México camina un poco hacia ese modelo: el de una economía asistencialista, clientelar y parasitaria, definida no por su eficiencia y productividad sino por una malformación política central: el control y la domesticación estomacal de la población para perpetuar un régimen de dominación.
La verdad es que una lógica rige a la economía y otra a la política: no entenderlo es el principio del fin de estados y democracias que hasta hace poco se creían estables y duraderas.

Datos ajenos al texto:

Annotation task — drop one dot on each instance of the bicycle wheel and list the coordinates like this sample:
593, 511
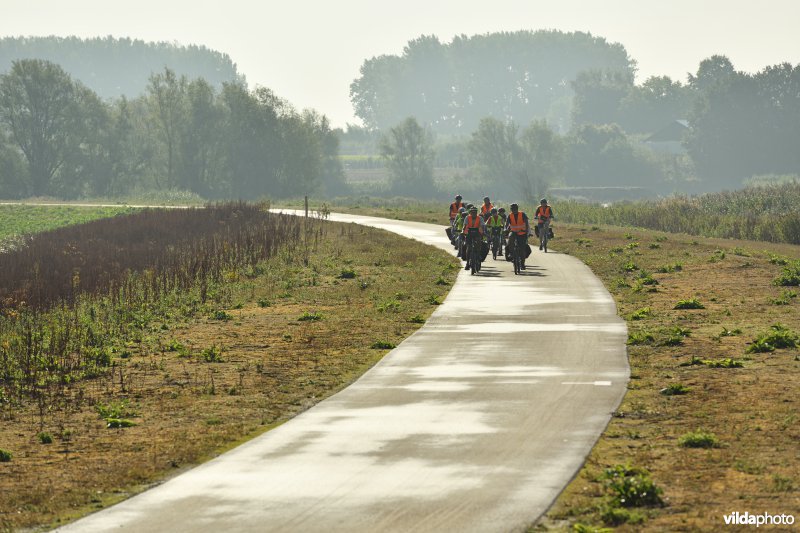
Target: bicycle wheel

El gobierno de López Obrador, en nombre de un fingido amor al pueblo que el pueblo le creyó, dejó un país deteriorado y temblando en todos los sentidos y con una herencia envenenada, de las que no podrá salir en un montón de años, cuando la conciencia social adormecida despierte y se de cuenta que fue víctima de una celada, de un cuatro, de una trampa: si la burocracia de hoy no le impone a nuestro pueblo un gobierno a perpetuidad, como el que todavía hoy padece Corea del Norte, con distintas marionetas en escena, entonces podrá recuperar la democracia y el país que comenzó a perder en 2018.
En particular, dentro del paquete económico para 2025, preocupa el infundado optimismo con el que se estima un crecimiento económico del 2 al 3 por ciento del PIB; preocupa, asimismo, la serie de recortes de más del 30 por ciento a rubros y sectores estratégicos de la actividad económica en el país; preocupa, también, el poco aseado manejo del déficit fiscal, que equivale a 5.9 por ciento del PIB (el más alto en tres décadas); por último, preocupa la gran masa de recursos que se destina a programas sociales, pues pasa de un 58 por ciento del gasto programable en 2018 a un 71 por ciento en 2025.

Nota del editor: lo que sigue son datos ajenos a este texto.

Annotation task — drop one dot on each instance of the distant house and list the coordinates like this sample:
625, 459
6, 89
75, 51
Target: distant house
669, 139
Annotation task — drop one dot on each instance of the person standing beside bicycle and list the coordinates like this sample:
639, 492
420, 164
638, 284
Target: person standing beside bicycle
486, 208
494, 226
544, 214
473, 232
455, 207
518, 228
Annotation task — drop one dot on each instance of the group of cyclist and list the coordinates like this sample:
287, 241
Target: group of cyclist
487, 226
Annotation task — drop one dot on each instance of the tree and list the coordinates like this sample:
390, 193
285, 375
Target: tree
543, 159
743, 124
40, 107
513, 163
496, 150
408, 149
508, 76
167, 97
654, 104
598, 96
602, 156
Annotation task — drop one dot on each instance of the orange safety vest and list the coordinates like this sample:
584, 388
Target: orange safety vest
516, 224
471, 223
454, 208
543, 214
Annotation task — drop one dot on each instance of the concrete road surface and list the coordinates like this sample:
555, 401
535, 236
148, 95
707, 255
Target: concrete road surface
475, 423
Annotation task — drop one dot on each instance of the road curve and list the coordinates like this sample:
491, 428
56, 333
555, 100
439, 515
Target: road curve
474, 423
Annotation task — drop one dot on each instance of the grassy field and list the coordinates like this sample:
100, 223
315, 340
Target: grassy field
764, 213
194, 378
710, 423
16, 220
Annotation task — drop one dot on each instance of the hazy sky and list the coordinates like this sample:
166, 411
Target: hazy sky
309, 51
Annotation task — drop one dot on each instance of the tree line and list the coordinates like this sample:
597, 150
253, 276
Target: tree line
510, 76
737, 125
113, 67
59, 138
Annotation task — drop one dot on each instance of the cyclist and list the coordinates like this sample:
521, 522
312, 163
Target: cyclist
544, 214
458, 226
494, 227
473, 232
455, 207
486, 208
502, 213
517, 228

No puede haber crecimiento económico sin creación intensiva de fuentes de trabajo, desregulación fiscal y políticas consistentes que alienten la inversión interna y externa. Nadie puede asegurar que la inversión extranjera directa (IED) seguirá fluyendo como en 2024, después del poco tacto que ha mostrado México hacia el T-Mec y luego de que la inversión internacional ha empezado a preferir nichos de oportunidad más seguros, estables y confiables como EE.UU, China y el espacio europeo.
Por su parte, después de hacer del empresariado y la riqueza una fobia de la demonología política de “izquierda”, es previsible que mucha de la inversión nacional comience a dejar tierras aztecas, como ya lo hace, lo cual se traducirá en una disminución de la planta laboral y empresarial y en un debilitamiento del mercado interno.

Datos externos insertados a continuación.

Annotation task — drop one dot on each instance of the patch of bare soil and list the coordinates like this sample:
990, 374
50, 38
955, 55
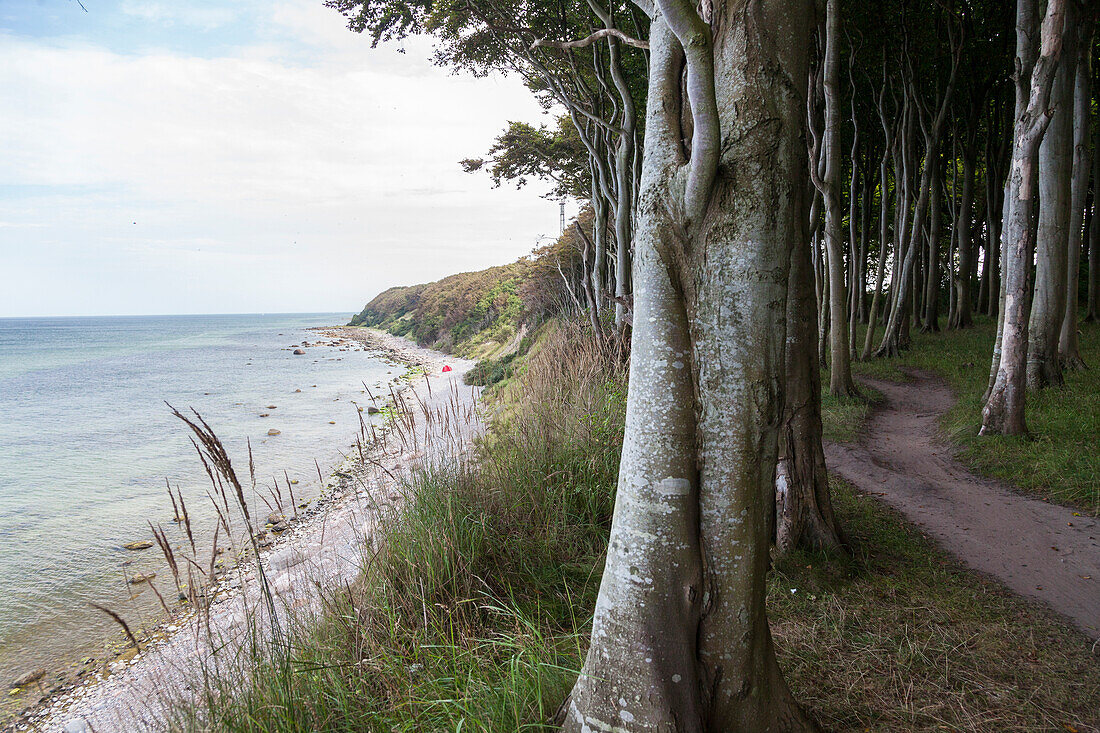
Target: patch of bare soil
1040, 550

Aunque con anteojeras ideológicas es difícil verla, la realidad del emprendedor y el industrial mexicano es muy simple y clara: si desde el gobierno se apela al manejo de la economía por decreto, ello implica que en los primeros círculos del poder no se entiende la vitalidad de la iniciativa privada ni se concibe la complejidad del mercado.
Poco a poco, el desaliento gubernamental a la actividad productiva y su desprecio hacia los agentes generadores de riqueza, podría traducirse en cierres escalonados de empresas, creación de muy pocas, desgano laboral, huelgas de consumidores, huelgas de impuestos, amagos de salirse del pacto fiscal federal y sofocación de la actividad económica en el país, que es como ha ido creciendo y multiplicándose la ruina económica en las dictaduras populistas.
Sólo hay dos opciones para financiar el desarrollo y mantener en operación a un país: la deuda soberana y los impuestos. Ante la evidencia de que las cargas tributarias y la ampliación de la base de contribuyentes son impopulares, el gobierno -eso sí, con la cantilena de la soberanía- amaga con aumentar la deuda soberana del país, situándola ahora en un 51.4 por ciento como proporción del PIB (18.59 billones de pesos), lo cual equivale a poner en la ecuación una lógica enferma y suicida: salvar a como dé lugar a Morena en el poder, aunque el país se hunda.
Lo que hay detrás del paquete fiscal y el presupuesto federal para 2025, son dos cosas que no se pueden ocultar: la administración que “ya se fue”(?), por ineptitud y corrupción dejó quebrada y moribunda a la economía nacional y, en su lugar, quien llegó no ha encontrado más opción que ponerle buena cara al naufragio y mal diseñar una economía de supervivencia para 2025.
Pisapapeles
Comprar el parasitismo de un mercado electoral para permanecer en el poder, puede ser el sueño dorado de una casta burocrática, pero puede también ser la ruina de un país.